Das Leben des Gläubigen ist oft Spannungen, Widersprüchen, manchmal auch Ablehnung und sogar Verfolgung ausgesetzt. Das Verhalten des Gerechten irritiert, weil es wie eine Mahnung gegenüber den anmaßenden und niederträchtigen Menschen wirkt. Die im Buch der Weisheit beschriebenen Frevler kennen den Gerechten: »Er ist unserer Gesinnung ein lebendiger Vorwurf, schon sein Anblick ist uns lästig; denn er führt ein Leben, das dem der andern nicht gleicht, und seine Wege sind grundverschieden« (Weish 2,14–15).

3. Der Gläubige weiß, daß sein konsequentes Verhalten Isolation und sogar Verachtung und Feindschaft hervorruft in einer Gesellschaft, die oft den persönlichen Vorteil, den äußeren Erfolg, den Reichtum und den zügellosen Genuß als Ziel wählt. Dennoch ist der glaubende Mensch nicht allein, und sein Herz bewahrt einen erstaunlichen inneren Frieden, denn – so heißt es in der herrlichen »Antiphon« des Psalms– »Der Herr ist mein Licht und Heil … Der Herr ist die Kraft (des) Lebens« des Gerechten (Ps 27,1). Er wiederholt ständig: »Vor wem sollte ich mich fürchten? … Vor wem sollte mir bangen? … Mein Herz wird nicht verzagen … Ich bleibe dennoch voll Zuversicht « (V. 1.3).

4. In der Tat, der Beter legt sein Leben in Gottes Hände, ja, sein Wunschtraum findet auch in einem anderen Psalm Ausdruck (vgl. 23,6): »…im Haus des Herrn darf ich wohnen für lange Zeit.« Dort wird er »die Freundlichkeit des Herrn schauen« (Ps 27,4), das göttliche Geheimnis betrachten und bewundern, am liturgischen Opfer teilhaben und sein Lob zu Gott, dem Befreier (vgl. V. 6), erheben. Der Herr schafft um seinen Gläubigen einen Horizont des Friedens, der den Lärm des Bösen nicht eindringen läßt.

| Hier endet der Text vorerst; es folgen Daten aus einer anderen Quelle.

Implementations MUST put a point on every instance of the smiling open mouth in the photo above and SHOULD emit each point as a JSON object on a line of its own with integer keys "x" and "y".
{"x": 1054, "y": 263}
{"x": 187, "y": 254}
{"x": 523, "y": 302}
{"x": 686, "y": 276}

Die Gemeinschaft mit Gott ist Quelle der Gelassenheit, der Freude, der Ruhe; sie ist gleichsam eine Oase des Lichts und der Liebe.

5. Hören wir jetzt zum Abschluß unserer Reflexion die Worte des Mönchs Jesaja des Syrers, der in Ägypten in der Wüste gelebt hat und in Gaza um 491 n. Chr. gestorben ist. In seinem Asceticon wendet er unseren Psalm auf das Gebet in der Versuchung an: »Wenn wir sehen, daß uns die Feinde mit ihren Schlichen bedrängen, das heißt mit der Trägheit, sei es, daß sie unsere Gesinnung durch den Genuß schwächen, oder weil wir unseren Ärger gegen den Nächsten nicht zügeln, wenn dieser gegen seine Pflichten verstößt; oder wenn sie unsere Augenlider schwer machen, um sie zur Begierde zu verführen; oder wenn sie uns dazu verleiten wollen, die Gaumenfreuden zu verkosten; wenn sie die Rede des Nächsten uns gegenüber vergiften; wenn sie uns die Worte anderer herabwürdigen lassen; wenn sie uns verleiten, Unterschiede zwischen den Brüdern zu machen, indem sie sagen: Dieser ist gut, der andere ist schlecht. Wenn uns also alle diese Dinge umgeben, dürfen wir nicht den Mut verlieren, sondern vielmehr wie David mit festem Herzen rufen: ›Der Herr ist die Kraft meines Lebens!‹ (Ps 27,1)« (Recueil ascétique, Bellefontaine 1976, S. 211).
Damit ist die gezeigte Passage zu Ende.